Hasta hace pocos días los comicios, que Pechi ya había fijado para el segundo semestre del año sin más precisión, iban a realizarse el 27 de septiembre. Fue una llamada, y una posterior misiva del obispo Virgilio Bresanelli, lo que lo llevó a cambiar de planes, esta vez, para no quedar mal con la Iglesia, que por la misma fecha tenía prevista una tradicional ceremonia que incluye a miles de fieles que caminan hacia Centenario.
Por fuera del protocolo, está claro que el intendente también despega todo lo que puede los comicios de la elección provincial del 26 de abril, donde quedó en tercer lugar. De este modo gana tiempo para afianzar su gestión, una ventaja comparativa con el resto de los rivales que se anoten para dar la pelea por la ciudad.

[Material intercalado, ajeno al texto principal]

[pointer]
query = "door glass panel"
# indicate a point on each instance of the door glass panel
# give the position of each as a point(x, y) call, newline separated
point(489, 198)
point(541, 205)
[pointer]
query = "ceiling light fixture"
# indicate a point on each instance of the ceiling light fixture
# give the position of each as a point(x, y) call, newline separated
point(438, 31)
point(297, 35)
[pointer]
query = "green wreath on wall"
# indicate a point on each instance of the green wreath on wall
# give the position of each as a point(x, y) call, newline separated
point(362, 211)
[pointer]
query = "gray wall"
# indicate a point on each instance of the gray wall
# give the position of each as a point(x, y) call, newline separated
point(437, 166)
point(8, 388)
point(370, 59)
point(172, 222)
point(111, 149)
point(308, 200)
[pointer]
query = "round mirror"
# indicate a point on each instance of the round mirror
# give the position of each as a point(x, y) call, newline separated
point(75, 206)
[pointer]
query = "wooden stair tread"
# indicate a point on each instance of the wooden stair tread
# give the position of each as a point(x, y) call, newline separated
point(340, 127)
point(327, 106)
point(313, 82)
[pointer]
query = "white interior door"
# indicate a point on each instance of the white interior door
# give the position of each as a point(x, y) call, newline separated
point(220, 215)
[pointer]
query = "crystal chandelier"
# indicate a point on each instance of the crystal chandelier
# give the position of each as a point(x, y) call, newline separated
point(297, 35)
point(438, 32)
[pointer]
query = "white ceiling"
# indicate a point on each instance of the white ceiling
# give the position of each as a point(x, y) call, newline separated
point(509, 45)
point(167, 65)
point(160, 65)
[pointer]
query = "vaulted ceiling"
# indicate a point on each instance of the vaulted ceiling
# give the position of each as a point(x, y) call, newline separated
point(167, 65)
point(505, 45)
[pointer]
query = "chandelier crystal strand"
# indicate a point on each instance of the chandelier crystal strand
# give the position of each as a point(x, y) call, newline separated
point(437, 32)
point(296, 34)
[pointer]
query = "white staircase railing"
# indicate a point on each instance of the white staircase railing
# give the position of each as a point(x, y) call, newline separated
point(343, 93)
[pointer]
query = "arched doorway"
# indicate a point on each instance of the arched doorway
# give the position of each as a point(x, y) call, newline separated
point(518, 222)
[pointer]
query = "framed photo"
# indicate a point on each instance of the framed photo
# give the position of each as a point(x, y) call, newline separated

Pechi también cumplió con desligar la ida a las urnas de las dos contiendas nacionales. Hacerlo también le permite atenuar el impacto de posibles riesgos colaterales, según la suerte que corran sus aliados en la disputa nacional. Después de todo Pechi, en el imaginario del neuquino medio, está bastante identificado con Mauricio Macri y con los popes de la UCR nacional con los que tiene afinidad, como el senador Ernesto Sanz. Quiroga piensa repetir en la ciudad un esquema muy similar al de la elección provincial: esto es, la lista de Nuevo Compromiso Neuquino, en conjunto con el tándem UCR y PRO. Es, también, el momento del tortuoso camino de elaboración de las listas de concejales.